The inventive correction technique is applicable to measurements from a wide variety of measurement devices for which there is no commonly-used generic name. As used in the context of the present invention, the term “massively parallel measurement device” refers to a measurement device which has the following properties. “Measurement device” is a device or instrument which measures one or more quantitative or semi-quantitative properties of biological entities or samples. An illustrative but non-restrictive list of such biological entities includes genes, splice variants of genes, micro-RNAs and other types of ribo- or deoxyribonucleic acid sequence combinations, proteins, sugars, lipids and metabolites. “Quantitative property” is a property which can be expressed in terms of absolute or relative quantity. For example, a sample's mass and volume are examples of absolute quantities while concentration is an example of a relative quantity. “Semi-quantitative property” means a numerical approximation of a true quantitative result. “Parallel” means that the one or more biological entities or samples occupy several measurement spots in the measurement device simultaneously, although the multiple measurement spots may be read from the measurement device sequentially. “Massively parallel” relates to one or both of two characteristic features. Firstly, the massively parallel measurement devices are usually manufactured by means of large-scale integration (LSI) technology, which makes it possible to produce large numbers of relatively inexpensive instruments. The large number of the manufactured devices and their relatively low cost make individual calibration of measurement devices prohibitively expensive. In many cases the measurement devices are discarded after each measurement, which obviously makes individual calibration of measurement devices impossible. Secondly, the large amount of publicly available measurement data produced by means of such measurement devices makes it possible to at least partially correct systematic errors of the measurement devices via statistical correction techniques as specified in more detail in the following description.

For the interest of clarity and brevity, the following description of the invention is based on the assumption that microarrays, genes and expression levels are representative examples of the measurement technology, biological entity and property value, respectively. In other words, each occurrence of microarray can be generalized other massively parallel measurement devices, each occurrence of gene can be generalized to many other biological entities and each occurrence of a gene's expression level can be generalized to many other property values.

The invention is partially based on the discovery that there is a certain point beyond which the incompatibility problem cannot be eliminated with any instrument-specific corrections. The invention is also based on the realization that in addition to being microarray version-specific, the correction must also be gene-specific. Fulfilling this requirement is a tremendous undertaking because each microarray data set normally includes data for thousands or tens of thousands of genes. This means that instead of a single correction element for an entire microarray version, thousands or tens of thousands of correction elements must be determined for each microarray version. Thus there clearly seems to be a scalability problem: It is clearly impossible to determine such a tremendous number of gene-specific correction elements by comparing individual gene expression values between a microarray to be calibrated and a reference instrument.

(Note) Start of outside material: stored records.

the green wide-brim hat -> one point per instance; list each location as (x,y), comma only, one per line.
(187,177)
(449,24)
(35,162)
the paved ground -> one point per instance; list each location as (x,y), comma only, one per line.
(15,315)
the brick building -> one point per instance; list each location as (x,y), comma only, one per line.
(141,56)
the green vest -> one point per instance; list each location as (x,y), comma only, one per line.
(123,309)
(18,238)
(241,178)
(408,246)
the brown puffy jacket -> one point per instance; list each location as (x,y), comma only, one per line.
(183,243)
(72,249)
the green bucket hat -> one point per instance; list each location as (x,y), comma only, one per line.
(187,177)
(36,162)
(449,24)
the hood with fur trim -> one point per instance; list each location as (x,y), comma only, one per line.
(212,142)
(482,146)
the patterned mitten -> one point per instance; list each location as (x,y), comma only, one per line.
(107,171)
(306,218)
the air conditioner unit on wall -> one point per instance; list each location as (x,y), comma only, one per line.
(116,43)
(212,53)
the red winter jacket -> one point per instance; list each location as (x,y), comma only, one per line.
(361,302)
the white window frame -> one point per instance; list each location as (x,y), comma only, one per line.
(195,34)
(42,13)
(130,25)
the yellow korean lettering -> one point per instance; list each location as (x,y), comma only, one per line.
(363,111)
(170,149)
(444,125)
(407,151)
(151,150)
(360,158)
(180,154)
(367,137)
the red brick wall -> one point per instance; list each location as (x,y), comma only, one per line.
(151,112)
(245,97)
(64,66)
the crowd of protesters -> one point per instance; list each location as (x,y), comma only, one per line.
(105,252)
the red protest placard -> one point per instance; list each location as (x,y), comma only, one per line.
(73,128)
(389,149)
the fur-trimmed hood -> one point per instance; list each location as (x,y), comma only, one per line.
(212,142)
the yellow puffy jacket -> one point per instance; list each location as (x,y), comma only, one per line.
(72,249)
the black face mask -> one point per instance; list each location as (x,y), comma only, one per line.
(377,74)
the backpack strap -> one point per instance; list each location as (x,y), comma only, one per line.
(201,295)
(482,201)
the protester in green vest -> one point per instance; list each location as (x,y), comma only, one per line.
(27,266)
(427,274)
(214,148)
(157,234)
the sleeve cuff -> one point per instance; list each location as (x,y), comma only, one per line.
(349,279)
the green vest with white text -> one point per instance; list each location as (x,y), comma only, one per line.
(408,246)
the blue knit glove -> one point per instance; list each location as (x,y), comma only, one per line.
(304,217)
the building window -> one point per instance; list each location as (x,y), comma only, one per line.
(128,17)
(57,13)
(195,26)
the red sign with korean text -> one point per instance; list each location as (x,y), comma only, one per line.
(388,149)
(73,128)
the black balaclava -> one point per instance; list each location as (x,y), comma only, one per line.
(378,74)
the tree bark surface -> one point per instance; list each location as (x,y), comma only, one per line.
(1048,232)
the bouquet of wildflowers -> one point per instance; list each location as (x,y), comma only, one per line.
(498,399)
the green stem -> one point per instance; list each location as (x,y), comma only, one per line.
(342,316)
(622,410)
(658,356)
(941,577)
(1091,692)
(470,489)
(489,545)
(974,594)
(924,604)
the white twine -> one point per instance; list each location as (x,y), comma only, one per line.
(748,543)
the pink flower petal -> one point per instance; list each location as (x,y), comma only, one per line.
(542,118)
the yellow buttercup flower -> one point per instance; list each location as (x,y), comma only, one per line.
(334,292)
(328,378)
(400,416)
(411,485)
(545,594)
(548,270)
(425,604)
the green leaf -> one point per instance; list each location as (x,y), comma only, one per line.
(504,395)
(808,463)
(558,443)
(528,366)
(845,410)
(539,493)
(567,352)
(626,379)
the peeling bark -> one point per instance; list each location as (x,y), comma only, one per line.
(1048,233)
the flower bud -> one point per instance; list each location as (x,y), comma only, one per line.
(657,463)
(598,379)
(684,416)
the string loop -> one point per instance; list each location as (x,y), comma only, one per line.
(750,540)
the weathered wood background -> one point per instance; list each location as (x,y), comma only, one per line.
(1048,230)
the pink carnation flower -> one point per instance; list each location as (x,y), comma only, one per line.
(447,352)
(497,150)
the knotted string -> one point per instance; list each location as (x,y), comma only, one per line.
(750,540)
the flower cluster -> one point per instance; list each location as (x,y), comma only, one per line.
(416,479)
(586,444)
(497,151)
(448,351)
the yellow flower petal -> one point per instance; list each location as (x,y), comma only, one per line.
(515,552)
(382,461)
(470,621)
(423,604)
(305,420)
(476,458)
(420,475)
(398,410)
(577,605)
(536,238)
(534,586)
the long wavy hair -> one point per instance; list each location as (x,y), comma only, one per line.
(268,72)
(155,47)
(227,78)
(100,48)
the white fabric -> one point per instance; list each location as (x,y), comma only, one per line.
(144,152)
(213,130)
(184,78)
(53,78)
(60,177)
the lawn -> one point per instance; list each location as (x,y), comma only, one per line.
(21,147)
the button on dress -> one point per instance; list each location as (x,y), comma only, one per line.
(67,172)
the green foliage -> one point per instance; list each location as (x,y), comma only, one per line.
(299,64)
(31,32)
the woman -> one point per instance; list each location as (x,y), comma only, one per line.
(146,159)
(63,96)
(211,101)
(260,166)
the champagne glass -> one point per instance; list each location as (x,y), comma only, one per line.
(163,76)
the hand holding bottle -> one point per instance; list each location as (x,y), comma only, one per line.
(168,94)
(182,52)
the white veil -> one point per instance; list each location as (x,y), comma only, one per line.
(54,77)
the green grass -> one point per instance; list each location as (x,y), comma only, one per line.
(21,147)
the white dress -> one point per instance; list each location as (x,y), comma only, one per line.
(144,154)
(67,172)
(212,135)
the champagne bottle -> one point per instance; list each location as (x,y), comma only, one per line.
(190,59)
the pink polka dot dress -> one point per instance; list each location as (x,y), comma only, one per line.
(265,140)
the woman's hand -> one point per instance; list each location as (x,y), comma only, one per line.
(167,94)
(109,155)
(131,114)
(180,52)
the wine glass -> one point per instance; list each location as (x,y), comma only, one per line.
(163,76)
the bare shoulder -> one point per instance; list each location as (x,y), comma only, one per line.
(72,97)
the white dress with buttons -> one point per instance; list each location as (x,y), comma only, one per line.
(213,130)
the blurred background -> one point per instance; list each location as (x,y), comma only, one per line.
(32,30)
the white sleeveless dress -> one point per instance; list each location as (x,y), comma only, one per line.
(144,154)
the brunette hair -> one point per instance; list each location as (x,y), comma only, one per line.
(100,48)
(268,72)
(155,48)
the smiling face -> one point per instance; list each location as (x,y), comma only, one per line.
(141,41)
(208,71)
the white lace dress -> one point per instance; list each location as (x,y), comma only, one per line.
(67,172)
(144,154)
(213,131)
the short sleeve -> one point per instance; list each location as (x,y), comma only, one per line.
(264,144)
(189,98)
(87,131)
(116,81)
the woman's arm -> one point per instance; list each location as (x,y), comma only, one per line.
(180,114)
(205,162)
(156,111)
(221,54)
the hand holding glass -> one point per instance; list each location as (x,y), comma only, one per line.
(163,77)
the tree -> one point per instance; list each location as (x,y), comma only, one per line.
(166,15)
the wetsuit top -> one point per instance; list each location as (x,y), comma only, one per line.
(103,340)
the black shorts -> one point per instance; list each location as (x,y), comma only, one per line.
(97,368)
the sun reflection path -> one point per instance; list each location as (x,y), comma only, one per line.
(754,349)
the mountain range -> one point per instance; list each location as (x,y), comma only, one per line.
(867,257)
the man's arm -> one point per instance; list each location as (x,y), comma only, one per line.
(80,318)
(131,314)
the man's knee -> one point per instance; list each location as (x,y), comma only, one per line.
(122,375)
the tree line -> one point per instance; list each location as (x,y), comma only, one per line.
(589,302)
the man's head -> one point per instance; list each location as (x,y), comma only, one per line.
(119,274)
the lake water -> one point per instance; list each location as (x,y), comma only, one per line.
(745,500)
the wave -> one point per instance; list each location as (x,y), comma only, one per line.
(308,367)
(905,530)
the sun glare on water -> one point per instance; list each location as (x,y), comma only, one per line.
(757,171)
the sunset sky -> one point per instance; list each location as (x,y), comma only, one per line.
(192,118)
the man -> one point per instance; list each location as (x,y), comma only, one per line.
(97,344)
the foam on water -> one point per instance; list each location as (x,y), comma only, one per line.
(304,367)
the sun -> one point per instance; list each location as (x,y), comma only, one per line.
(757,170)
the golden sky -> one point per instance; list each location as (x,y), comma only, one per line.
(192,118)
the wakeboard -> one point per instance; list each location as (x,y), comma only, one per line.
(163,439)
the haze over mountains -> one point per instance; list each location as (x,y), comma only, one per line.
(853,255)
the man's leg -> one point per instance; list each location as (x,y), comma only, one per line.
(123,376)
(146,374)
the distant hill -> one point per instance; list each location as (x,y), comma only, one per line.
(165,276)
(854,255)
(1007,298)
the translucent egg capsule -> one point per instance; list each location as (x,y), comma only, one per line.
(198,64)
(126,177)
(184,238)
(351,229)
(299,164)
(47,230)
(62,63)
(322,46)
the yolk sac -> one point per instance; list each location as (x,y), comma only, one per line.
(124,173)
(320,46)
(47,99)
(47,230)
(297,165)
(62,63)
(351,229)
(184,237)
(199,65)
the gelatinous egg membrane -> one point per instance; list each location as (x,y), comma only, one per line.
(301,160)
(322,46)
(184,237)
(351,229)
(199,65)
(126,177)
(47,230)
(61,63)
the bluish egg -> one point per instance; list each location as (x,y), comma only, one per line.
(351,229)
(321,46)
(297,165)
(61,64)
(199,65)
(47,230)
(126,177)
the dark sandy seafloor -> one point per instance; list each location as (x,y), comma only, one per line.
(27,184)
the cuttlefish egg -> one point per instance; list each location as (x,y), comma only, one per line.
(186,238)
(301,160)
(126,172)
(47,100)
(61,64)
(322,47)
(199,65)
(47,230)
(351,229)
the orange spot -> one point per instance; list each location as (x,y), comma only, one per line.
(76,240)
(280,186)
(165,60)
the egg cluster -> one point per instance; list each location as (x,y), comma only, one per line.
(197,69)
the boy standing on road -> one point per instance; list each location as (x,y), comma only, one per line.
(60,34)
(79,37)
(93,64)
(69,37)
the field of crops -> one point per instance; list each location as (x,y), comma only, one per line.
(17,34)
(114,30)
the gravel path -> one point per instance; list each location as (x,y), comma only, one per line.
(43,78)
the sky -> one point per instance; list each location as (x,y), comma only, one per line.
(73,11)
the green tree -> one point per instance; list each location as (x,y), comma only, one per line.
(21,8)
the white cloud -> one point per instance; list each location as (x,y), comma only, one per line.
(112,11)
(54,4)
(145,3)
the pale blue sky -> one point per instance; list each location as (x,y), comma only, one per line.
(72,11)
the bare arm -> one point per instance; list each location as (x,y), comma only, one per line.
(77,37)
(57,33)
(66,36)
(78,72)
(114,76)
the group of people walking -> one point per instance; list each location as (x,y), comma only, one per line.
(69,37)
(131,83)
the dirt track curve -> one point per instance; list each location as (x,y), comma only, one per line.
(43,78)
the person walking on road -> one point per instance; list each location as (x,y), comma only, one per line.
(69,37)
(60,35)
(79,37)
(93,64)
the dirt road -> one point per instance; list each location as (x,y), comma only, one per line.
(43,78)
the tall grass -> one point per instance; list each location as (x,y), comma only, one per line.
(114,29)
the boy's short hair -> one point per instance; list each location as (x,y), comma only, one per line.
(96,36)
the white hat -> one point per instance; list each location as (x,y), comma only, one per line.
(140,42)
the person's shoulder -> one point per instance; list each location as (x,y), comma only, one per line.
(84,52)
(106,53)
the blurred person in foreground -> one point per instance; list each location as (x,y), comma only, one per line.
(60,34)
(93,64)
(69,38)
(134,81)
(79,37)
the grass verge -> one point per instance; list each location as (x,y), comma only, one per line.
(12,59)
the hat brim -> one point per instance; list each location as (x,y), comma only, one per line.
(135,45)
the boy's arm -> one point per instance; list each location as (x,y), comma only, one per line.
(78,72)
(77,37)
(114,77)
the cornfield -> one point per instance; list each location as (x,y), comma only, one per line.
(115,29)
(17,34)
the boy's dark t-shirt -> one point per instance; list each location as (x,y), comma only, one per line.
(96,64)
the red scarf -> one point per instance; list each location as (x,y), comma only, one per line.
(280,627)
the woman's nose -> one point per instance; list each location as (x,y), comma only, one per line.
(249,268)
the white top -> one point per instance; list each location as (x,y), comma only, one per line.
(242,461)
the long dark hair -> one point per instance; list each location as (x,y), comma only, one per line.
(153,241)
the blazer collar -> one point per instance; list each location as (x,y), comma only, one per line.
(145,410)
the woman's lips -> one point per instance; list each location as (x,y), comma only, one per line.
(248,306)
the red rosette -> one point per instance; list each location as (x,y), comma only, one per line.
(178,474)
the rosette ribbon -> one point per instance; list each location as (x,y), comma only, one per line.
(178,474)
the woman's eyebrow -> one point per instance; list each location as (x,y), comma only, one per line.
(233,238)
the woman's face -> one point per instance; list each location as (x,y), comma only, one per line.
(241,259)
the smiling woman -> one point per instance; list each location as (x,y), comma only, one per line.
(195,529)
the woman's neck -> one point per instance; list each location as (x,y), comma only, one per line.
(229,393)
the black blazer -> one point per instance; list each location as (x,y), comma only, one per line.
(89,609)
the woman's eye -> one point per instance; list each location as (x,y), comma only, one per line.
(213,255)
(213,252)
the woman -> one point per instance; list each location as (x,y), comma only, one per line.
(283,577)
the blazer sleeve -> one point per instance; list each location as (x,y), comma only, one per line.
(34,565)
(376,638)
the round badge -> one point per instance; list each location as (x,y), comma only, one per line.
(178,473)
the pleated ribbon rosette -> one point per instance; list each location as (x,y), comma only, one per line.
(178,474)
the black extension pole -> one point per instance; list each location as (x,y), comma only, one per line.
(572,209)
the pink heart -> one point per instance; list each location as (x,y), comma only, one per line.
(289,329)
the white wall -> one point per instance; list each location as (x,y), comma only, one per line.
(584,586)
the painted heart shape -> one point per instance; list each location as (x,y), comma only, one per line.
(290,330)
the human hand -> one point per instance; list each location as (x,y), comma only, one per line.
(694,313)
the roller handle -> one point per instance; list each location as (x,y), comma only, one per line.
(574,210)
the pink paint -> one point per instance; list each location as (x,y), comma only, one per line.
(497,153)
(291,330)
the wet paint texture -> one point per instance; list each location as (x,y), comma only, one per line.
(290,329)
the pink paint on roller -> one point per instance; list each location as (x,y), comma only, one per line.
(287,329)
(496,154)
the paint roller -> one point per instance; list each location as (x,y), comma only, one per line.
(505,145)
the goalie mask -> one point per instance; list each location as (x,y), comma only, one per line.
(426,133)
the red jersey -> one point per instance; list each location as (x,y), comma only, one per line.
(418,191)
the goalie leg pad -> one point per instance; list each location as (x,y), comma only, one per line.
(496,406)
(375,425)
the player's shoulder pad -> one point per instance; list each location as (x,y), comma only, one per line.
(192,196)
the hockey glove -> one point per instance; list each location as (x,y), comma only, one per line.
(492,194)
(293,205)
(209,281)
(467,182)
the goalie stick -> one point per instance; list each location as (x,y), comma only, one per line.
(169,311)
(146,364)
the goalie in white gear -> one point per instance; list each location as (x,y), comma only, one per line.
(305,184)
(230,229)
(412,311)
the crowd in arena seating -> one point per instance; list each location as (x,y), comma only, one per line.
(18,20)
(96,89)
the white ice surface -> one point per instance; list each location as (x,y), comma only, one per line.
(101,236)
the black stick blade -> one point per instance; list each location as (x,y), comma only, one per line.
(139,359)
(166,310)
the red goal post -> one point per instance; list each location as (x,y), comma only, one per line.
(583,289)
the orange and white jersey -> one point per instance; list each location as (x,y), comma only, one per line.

It turns out, however, that while this scalability problem cannot be effectively and economically solved for a moderate number of data sets, such as a few dozen data sets, it can be solved if the number of data sets is sufficiently large, such as several hundred or, preferably, over a thousand data sets for each microarray version. This is because with a sufficiently large number of data sets we can assume with reasonable certainty that the data for any combination of gene and microarray version should comprise all possible expression values. This means that it is not necessary to measure same biological samples with microarray version a and microarray version b. Instead we can make the assumption that the collection of samples measured with microarray versions a and b are supposed to produce identical or nearly-identical distributions of expression level values for each gene. Now, if an appropriate distribution parameter, such as average, mean, or the like, is determined for each gene and microarray version, and again for that gene and a combination of microarray versions, the discrepancy between the two distribution parameters can be used to determine the gene-specific correction with which the expression data of a gene, as indicated by a given microarray version, can be made compatible with expression data from the combination of microarray versions.

It was stated above that the data for any combination of gene and microarray version should comprise all possible expression values, but this may be an idealized state of events which cannot be achieved in every case. Experiments carried out by the inventors indicate, however, that the inventive correction technique improves on the prior art techniques even in cases wherein only a representative set of expression values are present.

Before correcting across versions, an intra-dataset normalization, ie, a normalization within each data set, is generally performed first, although such normalization is not absolutely necessary for the present invention. If no intra-dataset normalization is performed, the data sets of the biological samples are preferably pre-processed such that they at least have approximately the same scale of intensity values. The inventors have experimented with the following intra-dataset normalization algorithms:

- pure MAS without any further normalization (abbreviated “MAS”),
- expression value standardization (abbr. “Z”),
- housekeeping gene centering (abbr. “HK”),
- equalization transformation (abbr. “EQ”); and
- Weibull distribution based normalization (abbr. “WBL”).

Reference documents for the above-mentioned intra-dataset normalization algorithms are listed at the end of this patent specification.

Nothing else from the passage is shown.